Film Jamesa Camerona „Titanic” można śmiało nazwać legendą. W pewnym momencie zdobył 11 statuetek Oscara i niekończącą się miłość widzów na całym świecie. Nie da się go oglądać bez łez, nawet jeśli ogląda się już dziesięć razy.
Ale ciekawe zobaczyć, co było za kulisami. Po wyszukiwaniach w internecie znaleźliśmy kilka archiwalnych zdjęć z planu filmowego i dziś podzielimy się nimi z wami.
Filmowanie miało miejsce w latach 90., w tym czasie nie było szczególnie fajnej grafiki komputerowej i efektów specjalnych. Dlatego dla realizmu wykonano kosztowną scenerię, grafiki było minimum.
Cameron to reżyser, który często trafia do zdjeć filmów. A wszystko przez to, że zawsze jest obok aktorów, kontroluje każdy ich ruch, każde spojrzenie, a nawet ułożenie rąk. James to prawdziwy perfekcjonista.

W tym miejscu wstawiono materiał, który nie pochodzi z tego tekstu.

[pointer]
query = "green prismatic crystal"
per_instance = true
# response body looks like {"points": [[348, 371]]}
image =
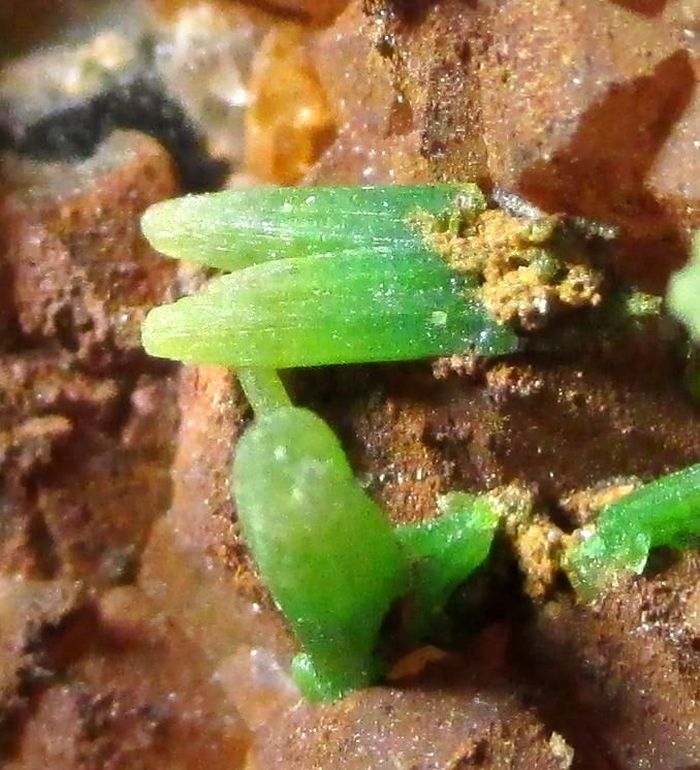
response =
{"points": [[323, 276], [321, 310], [665, 512], [444, 551], [234, 229]]}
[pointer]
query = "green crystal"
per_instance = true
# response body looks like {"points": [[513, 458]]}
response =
{"points": [[665, 512], [325, 550], [443, 552], [356, 307], [234, 229]]}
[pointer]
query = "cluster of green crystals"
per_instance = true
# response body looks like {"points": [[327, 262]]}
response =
{"points": [[327, 552], [323, 276], [341, 275]]}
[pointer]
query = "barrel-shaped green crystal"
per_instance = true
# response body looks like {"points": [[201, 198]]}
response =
{"points": [[236, 228], [325, 550], [665, 512], [356, 307]]}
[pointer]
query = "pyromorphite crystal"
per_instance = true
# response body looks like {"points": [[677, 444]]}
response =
{"points": [[234, 229], [355, 307], [444, 551], [325, 550], [665, 512]]}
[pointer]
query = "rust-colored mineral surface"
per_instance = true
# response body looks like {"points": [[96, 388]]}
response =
{"points": [[134, 632]]}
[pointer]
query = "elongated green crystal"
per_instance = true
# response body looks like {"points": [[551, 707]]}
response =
{"points": [[233, 229], [665, 512], [444, 551], [325, 550], [356, 307]]}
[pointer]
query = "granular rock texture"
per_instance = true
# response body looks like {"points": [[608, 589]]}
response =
{"points": [[133, 629]]}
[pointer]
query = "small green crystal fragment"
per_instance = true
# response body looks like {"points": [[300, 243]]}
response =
{"points": [[443, 552], [237, 228], [325, 550], [684, 292], [319, 310], [665, 512]]}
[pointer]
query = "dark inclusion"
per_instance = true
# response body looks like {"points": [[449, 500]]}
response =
{"points": [[141, 103]]}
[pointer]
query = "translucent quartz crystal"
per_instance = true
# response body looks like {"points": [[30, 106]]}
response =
{"points": [[684, 292]]}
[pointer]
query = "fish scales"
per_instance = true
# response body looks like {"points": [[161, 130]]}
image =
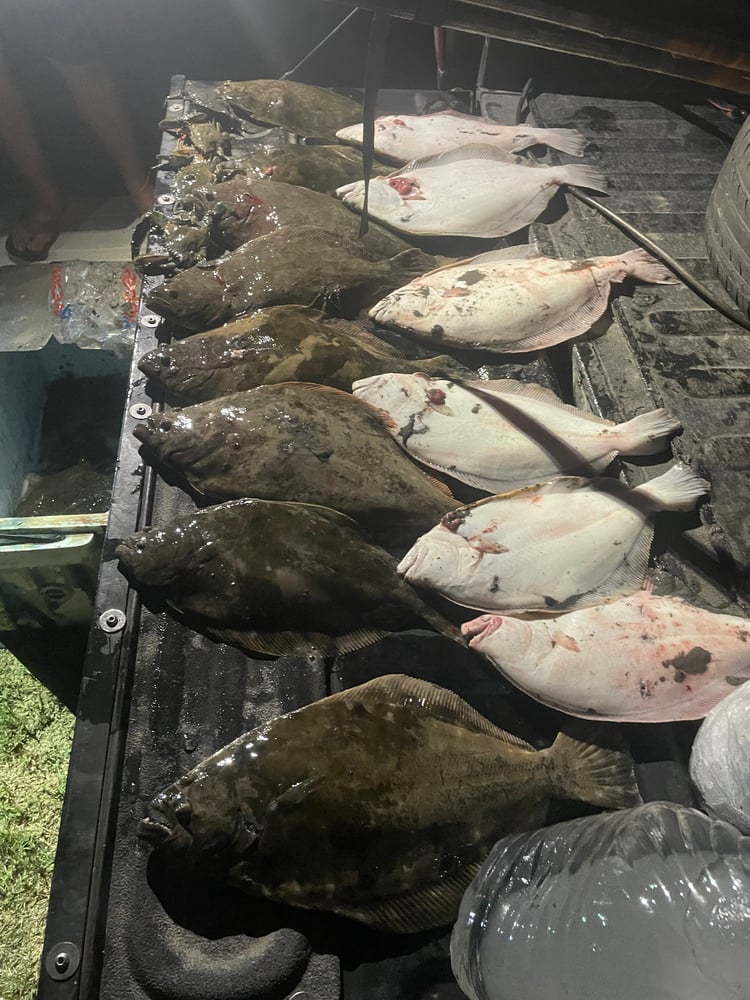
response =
{"points": [[512, 300], [642, 658], [276, 578], [411, 137], [471, 191], [299, 107], [554, 546], [278, 344], [381, 845], [504, 434], [298, 442], [296, 264]]}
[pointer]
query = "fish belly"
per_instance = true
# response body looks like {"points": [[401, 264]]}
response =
{"points": [[634, 660]]}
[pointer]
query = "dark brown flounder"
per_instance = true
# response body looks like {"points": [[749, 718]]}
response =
{"points": [[320, 168], [378, 803], [299, 442], [244, 208], [305, 264], [298, 107], [279, 344], [277, 578]]}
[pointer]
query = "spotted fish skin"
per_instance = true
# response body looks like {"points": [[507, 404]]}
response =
{"points": [[328, 807], [512, 300], [411, 137], [642, 658]]}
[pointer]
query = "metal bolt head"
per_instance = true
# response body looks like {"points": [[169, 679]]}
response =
{"points": [[111, 620]]}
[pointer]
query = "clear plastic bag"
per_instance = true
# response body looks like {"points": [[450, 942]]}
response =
{"points": [[91, 304], [651, 903], [720, 760], [94, 304]]}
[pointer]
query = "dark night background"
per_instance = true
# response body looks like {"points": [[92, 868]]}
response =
{"points": [[145, 43]]}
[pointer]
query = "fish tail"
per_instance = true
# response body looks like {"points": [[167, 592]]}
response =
{"points": [[592, 774], [646, 434], [677, 489], [567, 140], [641, 265], [582, 175]]}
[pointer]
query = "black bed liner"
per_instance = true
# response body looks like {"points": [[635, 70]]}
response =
{"points": [[157, 697]]}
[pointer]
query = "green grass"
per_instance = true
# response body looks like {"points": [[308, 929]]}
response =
{"points": [[36, 733]]}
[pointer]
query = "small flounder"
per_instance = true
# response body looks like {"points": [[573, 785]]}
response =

W filmie wiele scen nakręcono w wodzie. A żeby aktorzy przeżyli wszystkie emocje, woda była naprawdę lodowata. A potem wszyscy grzali się w basenie ciepłej wody, żeby nie zachorować.
Chociaż sam film jest dramatyczny, na planie zawsze panowała dość przyjazna i pozytywna atmosfera.